If Peirce had witnessed this workshop, he would have lamented the missed opportunity to engage in the critical work of establishing a formal intersubjective procedure for solving the task of selecting an ‘interesting place’. Instead, we allowed ourselves to fall in love with our own pet stories and subsequently rank them based on votes. The consequence was that nobody took a critical view of their own premises for selection. In the absence of an explicit procedure, any place could be deemed interesting with a good enough narrative.
Experimental a priori in five steps
Throughout this paper, I have tried to establish the practice of experimental a priori as one distinct form of critical data practice that is made possible by the rise of digital methods. However, the fact that such critical practices do not arise on their own is also why recent scholarship in digital STS has discussed the importance of the design of data sprints and participatory data processes (Moats and Seaver, 2019; Munk et al., 2019; Venturini et al., 2018; Madsen and Munk, 2019). I suggest that the operationalist strand of pragmatism offers a useful theoretical foundation for formulating criteria for such a design. Criteria that could function as guidelines for organising data experiments, in which the goal is to use quantification to critically recalibrate the link between measures and values while staying clear of the relativist trap noted by Agre. With reference to the discussion above, I end this paper by outlining five distinct steps in such an iterative process of critical enquiry. 3
Seek alien data sources that create vague empirical situations The first step can be conceived as a sort of self-punishment because it involves actively seeking out data sources that trouble your native categorical schemes. In a world filled with digital data traces, most empirical phenomena will be inscribed by actors with different categorical schemes than yourself. In our example, we saw how the decision to inscribe political diversity and urban space through Facebook traces created classification troubles that would not have existed if we had used a data source, such as the voting behaviour of neighbourhoods. As the structure of Facebook data was alien, it manifested a form of empirical vagueness that forced us to slow down and ponder what we were looking at. According to Dewey, such vagueness is the first step in productive enquiry, and it is therefore a pursuit that analysts could actively seek to produce by asking whether the empirical phenomena of interest are inscribed in data infrastructures that are not part of the standard scoping of data. Doing this can stimulate what organisational scholar David Stark (2011) once called a ‘sense of dissonance’ that can help keep analysts sensitive to changes in their environment.

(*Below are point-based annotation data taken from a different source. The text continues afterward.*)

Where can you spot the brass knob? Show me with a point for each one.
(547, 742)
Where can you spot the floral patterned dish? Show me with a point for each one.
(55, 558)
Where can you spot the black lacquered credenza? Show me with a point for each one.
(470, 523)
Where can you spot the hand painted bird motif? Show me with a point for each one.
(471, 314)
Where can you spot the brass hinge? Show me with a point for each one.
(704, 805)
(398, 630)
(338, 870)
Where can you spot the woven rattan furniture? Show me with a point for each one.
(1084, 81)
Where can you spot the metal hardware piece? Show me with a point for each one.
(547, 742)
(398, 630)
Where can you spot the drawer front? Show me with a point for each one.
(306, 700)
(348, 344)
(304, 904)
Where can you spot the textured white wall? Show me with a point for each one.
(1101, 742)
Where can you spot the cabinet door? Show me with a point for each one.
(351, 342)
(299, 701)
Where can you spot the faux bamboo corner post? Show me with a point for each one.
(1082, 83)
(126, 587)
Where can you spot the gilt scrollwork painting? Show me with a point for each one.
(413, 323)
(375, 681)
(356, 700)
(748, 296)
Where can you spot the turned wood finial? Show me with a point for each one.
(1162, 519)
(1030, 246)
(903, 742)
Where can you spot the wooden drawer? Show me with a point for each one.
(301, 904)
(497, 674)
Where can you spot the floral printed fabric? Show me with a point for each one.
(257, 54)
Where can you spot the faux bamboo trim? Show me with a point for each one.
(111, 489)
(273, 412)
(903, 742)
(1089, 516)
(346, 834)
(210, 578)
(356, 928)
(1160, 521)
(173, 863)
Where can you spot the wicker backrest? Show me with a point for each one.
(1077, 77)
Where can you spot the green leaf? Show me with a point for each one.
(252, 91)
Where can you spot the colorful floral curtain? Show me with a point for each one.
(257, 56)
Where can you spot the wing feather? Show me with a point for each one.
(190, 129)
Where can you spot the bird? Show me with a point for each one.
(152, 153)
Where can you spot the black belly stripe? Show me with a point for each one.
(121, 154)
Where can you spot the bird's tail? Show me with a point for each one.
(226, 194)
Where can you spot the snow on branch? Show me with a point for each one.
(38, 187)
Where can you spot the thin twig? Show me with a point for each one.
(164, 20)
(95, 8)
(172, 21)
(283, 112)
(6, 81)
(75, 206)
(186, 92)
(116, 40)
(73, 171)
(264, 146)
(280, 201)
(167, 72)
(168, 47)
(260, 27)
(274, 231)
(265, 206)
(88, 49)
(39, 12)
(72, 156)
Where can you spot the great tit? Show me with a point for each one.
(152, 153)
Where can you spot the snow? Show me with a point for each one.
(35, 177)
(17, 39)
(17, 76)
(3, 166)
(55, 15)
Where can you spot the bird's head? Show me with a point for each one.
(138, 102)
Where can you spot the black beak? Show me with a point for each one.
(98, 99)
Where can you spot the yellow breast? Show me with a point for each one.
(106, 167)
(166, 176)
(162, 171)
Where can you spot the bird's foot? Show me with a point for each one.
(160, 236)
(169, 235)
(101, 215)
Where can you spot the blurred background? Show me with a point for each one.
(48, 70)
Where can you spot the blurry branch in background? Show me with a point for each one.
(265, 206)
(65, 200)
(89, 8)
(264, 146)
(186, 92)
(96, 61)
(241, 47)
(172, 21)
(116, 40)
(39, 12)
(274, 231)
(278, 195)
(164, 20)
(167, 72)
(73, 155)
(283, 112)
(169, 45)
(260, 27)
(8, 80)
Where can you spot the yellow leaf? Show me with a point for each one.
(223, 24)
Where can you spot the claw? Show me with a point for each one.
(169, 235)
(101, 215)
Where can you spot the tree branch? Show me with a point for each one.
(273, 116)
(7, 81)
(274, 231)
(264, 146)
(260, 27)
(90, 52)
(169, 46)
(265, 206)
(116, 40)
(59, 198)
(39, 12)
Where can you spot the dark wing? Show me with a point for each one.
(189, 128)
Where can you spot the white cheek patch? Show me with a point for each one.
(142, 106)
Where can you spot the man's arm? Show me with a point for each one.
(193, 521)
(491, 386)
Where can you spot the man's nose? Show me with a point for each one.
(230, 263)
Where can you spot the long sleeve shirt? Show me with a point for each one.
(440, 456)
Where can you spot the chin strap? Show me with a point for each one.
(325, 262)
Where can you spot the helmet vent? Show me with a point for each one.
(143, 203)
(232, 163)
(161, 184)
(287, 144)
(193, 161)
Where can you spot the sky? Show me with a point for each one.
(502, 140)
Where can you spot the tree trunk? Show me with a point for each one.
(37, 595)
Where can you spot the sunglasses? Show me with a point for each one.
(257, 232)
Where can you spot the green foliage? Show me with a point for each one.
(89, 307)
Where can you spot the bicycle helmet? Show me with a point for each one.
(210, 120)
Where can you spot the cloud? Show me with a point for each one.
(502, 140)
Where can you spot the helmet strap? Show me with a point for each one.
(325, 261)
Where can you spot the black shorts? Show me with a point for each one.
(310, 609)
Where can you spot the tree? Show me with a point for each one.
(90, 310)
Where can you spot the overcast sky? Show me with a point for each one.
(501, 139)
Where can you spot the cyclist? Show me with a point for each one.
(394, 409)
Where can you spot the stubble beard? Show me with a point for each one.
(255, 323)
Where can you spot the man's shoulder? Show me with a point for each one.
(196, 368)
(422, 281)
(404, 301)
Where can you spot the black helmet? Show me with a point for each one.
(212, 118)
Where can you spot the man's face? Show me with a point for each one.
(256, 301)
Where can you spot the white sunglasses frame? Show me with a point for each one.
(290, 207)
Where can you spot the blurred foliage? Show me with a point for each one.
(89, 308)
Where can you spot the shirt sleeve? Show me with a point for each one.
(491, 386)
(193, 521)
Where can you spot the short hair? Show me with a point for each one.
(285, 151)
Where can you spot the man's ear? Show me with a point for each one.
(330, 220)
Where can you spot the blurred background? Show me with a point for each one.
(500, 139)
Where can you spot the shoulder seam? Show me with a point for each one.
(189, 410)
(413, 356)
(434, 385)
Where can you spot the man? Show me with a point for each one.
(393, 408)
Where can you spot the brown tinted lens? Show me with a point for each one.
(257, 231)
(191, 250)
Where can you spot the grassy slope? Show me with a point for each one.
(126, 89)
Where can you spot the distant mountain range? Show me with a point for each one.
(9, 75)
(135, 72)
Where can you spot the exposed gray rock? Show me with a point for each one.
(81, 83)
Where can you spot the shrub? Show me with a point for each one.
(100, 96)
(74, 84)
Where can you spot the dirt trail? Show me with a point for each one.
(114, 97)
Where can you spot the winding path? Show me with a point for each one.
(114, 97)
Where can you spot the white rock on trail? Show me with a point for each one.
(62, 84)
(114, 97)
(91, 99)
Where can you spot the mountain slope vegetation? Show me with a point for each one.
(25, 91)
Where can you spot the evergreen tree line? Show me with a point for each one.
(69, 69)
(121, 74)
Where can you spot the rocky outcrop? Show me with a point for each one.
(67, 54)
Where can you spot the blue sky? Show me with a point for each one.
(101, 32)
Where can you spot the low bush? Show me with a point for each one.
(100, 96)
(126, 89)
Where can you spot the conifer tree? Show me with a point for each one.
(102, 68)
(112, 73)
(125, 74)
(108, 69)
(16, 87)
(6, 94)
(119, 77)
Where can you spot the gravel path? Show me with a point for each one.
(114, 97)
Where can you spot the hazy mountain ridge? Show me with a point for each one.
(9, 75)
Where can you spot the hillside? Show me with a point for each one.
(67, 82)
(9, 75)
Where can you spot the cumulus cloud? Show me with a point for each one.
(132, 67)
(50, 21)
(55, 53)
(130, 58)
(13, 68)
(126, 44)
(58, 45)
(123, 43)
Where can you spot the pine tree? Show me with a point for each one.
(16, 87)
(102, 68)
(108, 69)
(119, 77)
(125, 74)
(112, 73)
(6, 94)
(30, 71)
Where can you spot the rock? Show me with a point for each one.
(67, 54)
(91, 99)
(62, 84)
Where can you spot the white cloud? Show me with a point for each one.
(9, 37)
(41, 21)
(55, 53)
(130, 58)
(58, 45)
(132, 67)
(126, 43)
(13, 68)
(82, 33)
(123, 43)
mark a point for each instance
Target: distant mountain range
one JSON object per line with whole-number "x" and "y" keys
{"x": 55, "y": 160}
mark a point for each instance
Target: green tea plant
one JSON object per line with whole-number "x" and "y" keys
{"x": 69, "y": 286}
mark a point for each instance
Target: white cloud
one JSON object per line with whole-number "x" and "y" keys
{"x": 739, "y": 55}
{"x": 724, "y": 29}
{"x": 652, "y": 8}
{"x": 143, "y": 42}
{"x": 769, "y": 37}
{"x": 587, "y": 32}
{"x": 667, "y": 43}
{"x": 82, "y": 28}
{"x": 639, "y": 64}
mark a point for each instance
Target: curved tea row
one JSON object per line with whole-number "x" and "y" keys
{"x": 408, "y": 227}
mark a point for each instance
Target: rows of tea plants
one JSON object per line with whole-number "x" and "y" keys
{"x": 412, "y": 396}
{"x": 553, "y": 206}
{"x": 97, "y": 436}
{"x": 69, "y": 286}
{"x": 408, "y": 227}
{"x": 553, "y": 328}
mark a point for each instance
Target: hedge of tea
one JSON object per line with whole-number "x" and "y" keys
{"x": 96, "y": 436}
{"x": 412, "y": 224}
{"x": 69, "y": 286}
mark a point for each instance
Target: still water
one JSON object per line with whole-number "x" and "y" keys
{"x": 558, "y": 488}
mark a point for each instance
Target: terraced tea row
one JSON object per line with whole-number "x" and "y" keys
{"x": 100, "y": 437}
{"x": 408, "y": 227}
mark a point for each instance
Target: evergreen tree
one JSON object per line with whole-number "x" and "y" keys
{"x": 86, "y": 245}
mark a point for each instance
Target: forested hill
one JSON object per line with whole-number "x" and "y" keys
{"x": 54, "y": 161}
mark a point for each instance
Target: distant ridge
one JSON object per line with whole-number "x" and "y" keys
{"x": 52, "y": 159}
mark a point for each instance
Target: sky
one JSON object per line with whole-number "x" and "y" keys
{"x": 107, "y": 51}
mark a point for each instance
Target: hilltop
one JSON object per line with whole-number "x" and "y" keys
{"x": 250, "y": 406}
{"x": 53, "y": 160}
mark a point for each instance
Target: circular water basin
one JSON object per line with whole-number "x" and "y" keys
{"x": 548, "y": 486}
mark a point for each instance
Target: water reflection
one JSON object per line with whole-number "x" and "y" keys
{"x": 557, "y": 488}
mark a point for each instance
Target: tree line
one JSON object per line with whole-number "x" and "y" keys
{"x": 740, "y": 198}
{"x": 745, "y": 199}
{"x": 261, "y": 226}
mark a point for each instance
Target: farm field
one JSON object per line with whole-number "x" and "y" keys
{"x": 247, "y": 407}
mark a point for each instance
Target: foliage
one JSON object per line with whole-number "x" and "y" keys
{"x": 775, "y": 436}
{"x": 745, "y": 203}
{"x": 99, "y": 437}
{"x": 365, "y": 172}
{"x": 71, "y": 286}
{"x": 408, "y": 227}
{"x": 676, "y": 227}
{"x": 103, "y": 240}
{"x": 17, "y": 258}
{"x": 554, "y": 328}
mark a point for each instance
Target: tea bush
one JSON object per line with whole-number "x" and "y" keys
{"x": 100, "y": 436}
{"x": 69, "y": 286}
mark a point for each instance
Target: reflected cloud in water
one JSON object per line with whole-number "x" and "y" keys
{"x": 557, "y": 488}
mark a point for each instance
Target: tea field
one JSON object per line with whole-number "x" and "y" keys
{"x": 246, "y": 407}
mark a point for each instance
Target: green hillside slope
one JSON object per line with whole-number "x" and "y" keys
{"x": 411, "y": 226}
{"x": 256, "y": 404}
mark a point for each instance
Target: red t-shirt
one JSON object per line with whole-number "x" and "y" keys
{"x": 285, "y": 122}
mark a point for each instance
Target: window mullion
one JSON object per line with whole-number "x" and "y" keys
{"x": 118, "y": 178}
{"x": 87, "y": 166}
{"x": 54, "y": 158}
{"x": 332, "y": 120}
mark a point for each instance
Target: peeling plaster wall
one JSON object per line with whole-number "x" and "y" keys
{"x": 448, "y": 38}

Operationalise central concepts to recalibrate the link between measure and value Given that the decision to work with an alien data source will most likely break established links between measures and the empirical phenomenon of interest, the second step is to insist that formal operationalisations of central concepts are re-established in collective dialogue. This process is important because the task of formalisation requires a form of prioritisation that brings out people’s commitments to the concepts involved. In Peirce’s vocabulary, it is what makes theoretical distinctions tangible and thereby meaningful. In the examples with Jeff and Alex, such a process is what led to the scribbled notes in Figure 6, but it was also what was bypassed in the workshop depicted in Figure 8. If we were to redo this workshop with the ambition to practice experimental a priori, we should have taken advantage of the fact that the participants from the start suggested criteria for identifying what would count as an interesting place. For instance, several made the point that diverse events hosted by public institutions with free access are more interesting than private events. Instead of zooming in on areas of personal interest and investigating whether they hosted events that met these criteria, we could have spent the time collectively discussing how this qualitative criteria could be formalised, thereby getting closer to what we each meant with the distinction between public and private.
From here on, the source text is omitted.